The 2006 Carnegie Endowment for International Peace report makes special note of the fact that above all, the Baluchistan province serves as a transit zone for a potential Iranian-India-Turkmenistan natural gas pipeline as well as a port, Gwadar, that serves as a logistical hub for Afghanistan, Central Asia’s landlocked nations as well as a port for the Chinese.
The report notes that the port was primarily constructed with Chinese capital and labor with the intention of it serving as a Chinese naval station “to protect Beijing’s oil supply from the Middle East and to counter the US presence in Central Asia.” This point in particular, regarding China, was described in extricating detail in the 2006 Strategic Studies Institute’s report “String of Pearls: Meeting the Challenge of China’s Rising Power across the Asian Littoral.” Throughout the report means to co-opt and contain China’s influence throughout the region are discussed.
More recently, longtime proponent of a Baluchi insurgency in Pakistan, Selig Harrison of the corporate-funded Center for International Policy, has published two pieces regarding the “liberation” of Baluchistan itself.
Harrison’s February 2011 piece, “Free Baluchistan,” calls to “aid the 6 million Baluch insurgents fighting for independence from Pakistan in the face of growing ISI repression.” He continues by explaining the various merits of such meddling by stating:
“Pakistan has given China a base at Gwadar in the heart of Baluch territory. So an independent Baluchistan would serve U.S. strategic interests in addition to the immediate goal of countering Islamist forces.”
Harrison would follow up his frank call to carve up Pakistan by addressing the issue of Chinese-Pakistani relations in a March 2011 piece titled, “The Chinese Cozy Up to the Pakistanis.” He begins by stating,
“China’s expanding reach is a natural and acceptable accompaniment of its growing power—but only up to a point. ”
He then reiterates his call for extraterritorial meddling in Pakistan by saying:
“to counter what China is doing in Pakistan, the United States should play hardball by supporting the movement for an independent Baluchistan along the Arabian Sea and working with Baluch insurgents to oust the Chinese from their budding naval base at Gwadar. Beijing wants its inroads into Gilgit and Baltistan to be the first step on its way to an Arabian Sea outlet at Gwadar.”

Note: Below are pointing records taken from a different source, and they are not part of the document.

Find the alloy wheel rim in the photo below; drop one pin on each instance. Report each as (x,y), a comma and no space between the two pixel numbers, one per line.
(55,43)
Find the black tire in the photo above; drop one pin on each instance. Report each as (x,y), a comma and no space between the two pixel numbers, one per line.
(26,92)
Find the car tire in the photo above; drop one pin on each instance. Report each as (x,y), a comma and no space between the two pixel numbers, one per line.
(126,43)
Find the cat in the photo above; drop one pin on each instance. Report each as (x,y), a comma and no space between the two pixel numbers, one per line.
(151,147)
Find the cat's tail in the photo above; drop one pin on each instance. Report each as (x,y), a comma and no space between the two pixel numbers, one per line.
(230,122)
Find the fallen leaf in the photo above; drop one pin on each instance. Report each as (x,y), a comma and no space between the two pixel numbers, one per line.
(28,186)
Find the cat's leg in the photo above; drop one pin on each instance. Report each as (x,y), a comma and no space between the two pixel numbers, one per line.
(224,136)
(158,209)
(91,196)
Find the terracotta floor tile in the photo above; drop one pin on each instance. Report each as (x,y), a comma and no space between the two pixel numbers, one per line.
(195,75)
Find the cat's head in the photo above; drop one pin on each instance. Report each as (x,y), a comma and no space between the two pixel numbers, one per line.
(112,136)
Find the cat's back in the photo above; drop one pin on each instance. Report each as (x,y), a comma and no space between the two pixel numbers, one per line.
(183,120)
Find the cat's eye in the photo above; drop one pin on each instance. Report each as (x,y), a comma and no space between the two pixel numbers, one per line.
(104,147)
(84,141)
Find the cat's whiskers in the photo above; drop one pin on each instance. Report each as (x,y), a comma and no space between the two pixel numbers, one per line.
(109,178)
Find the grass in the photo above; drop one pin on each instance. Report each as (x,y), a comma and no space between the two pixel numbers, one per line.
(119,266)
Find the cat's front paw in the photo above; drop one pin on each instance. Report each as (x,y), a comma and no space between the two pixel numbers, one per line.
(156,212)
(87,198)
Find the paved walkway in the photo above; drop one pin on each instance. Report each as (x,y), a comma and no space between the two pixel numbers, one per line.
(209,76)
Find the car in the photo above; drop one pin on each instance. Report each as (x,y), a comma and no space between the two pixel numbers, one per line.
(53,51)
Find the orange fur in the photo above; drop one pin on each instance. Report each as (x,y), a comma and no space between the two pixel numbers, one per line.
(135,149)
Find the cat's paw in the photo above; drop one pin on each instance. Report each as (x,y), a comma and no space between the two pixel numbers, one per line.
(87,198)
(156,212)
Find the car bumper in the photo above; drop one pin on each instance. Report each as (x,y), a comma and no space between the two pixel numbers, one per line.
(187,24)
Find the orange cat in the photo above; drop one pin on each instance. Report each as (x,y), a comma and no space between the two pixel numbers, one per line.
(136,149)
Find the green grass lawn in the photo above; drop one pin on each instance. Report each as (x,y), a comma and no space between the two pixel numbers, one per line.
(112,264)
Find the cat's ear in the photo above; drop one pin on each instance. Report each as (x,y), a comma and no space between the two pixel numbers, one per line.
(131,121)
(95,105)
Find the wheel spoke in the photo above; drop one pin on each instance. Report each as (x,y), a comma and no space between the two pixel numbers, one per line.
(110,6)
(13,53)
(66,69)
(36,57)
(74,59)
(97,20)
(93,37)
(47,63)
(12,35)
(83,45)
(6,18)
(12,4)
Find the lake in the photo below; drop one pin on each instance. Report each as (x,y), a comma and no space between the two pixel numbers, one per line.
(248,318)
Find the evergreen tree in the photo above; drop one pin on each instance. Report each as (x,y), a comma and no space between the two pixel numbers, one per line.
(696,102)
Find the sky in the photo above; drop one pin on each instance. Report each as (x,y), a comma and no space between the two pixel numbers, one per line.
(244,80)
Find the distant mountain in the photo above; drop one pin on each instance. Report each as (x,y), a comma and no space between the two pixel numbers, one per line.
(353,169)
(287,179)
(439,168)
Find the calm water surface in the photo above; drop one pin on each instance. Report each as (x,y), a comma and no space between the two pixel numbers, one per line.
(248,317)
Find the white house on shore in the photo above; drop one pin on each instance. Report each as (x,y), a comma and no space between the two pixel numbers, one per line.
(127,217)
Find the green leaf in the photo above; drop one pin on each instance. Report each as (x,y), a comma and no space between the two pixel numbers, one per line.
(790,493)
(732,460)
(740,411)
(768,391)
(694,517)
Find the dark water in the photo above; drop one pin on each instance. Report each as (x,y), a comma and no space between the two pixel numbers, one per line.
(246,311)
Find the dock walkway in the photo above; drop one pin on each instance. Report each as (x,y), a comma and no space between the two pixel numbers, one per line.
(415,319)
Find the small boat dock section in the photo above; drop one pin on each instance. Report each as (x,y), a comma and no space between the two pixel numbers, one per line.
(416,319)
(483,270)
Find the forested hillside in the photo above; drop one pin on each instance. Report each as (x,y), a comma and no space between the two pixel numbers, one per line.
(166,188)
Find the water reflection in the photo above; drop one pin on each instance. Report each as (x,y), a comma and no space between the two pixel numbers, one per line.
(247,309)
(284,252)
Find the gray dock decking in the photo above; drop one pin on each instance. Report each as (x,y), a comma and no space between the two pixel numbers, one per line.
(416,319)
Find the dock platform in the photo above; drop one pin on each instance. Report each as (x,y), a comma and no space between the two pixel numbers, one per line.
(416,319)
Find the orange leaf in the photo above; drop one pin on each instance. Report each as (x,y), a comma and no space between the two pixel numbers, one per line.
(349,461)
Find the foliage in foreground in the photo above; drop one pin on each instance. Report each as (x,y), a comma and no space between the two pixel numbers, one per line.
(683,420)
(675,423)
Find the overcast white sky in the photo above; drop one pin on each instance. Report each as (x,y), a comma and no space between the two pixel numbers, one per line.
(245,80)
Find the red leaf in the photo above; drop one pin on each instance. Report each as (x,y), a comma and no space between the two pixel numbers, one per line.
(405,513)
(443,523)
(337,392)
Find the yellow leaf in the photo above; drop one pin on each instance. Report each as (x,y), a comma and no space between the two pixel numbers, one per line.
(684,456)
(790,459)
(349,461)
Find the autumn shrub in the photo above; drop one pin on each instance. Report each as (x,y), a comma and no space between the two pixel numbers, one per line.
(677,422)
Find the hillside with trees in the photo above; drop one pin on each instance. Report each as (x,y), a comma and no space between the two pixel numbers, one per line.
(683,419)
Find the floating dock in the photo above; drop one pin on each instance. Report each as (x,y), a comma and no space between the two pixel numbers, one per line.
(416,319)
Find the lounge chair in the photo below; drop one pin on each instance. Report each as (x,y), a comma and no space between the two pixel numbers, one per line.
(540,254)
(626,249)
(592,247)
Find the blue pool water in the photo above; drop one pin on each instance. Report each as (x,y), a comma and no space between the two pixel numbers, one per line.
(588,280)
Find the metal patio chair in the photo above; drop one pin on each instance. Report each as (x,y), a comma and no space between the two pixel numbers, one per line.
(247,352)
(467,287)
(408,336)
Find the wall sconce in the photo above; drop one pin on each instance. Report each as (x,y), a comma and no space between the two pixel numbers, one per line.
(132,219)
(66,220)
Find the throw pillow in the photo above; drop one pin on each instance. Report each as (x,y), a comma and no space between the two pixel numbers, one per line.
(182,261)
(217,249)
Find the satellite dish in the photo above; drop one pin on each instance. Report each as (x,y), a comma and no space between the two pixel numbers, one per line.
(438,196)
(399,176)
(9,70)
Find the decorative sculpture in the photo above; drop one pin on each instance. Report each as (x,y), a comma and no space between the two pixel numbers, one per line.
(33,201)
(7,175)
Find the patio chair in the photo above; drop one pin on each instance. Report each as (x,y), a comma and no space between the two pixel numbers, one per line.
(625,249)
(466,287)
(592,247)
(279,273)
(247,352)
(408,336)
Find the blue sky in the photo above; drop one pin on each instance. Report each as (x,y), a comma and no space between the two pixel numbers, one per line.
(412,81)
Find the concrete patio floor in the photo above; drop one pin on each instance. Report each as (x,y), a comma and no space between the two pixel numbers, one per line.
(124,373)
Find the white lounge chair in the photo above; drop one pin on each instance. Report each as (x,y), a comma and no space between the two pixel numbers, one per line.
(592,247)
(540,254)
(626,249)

Clearly, US geopolitical policy makers have put much time and effort into the destabilization of Pakistan, using NATO’s presence in neighboring Afghanistan as a means of executing it. With China’s containment becoming an increasing obsession among US policy makers, understanding how Pakistan’s destabilization plays a role in such containment is essential in assessing how far the US is willing to go in South Asia. With NATO troops slated to begin permanently pulling out of Afghanistan, Gall’s attempt to dust off a narrative that will give those NATO troops a new mandate to linger on in the region may be a tentative first step in attempting to sell a confrontation with Pakistan to Western audiences.
There is also the possibility that Gall is simply using recycled news from 2011 onward to sell her book – capitalizing on a geopolitical campaign that has long since unraveled for a West increasingly showing signs of irreversible and accelerating decline. However, it is essential to understand where Gall’s narrative is being drawn from, the deception it constitutes, and the purpose for that deception within the context of the West’s plans against both Pakistan and on a larger scale, for the encirclement and containment of China. Understanding such deceptions inoculates the Western public against another costly and protracted conflict that will benefit neither themselves nor the Pakistani people.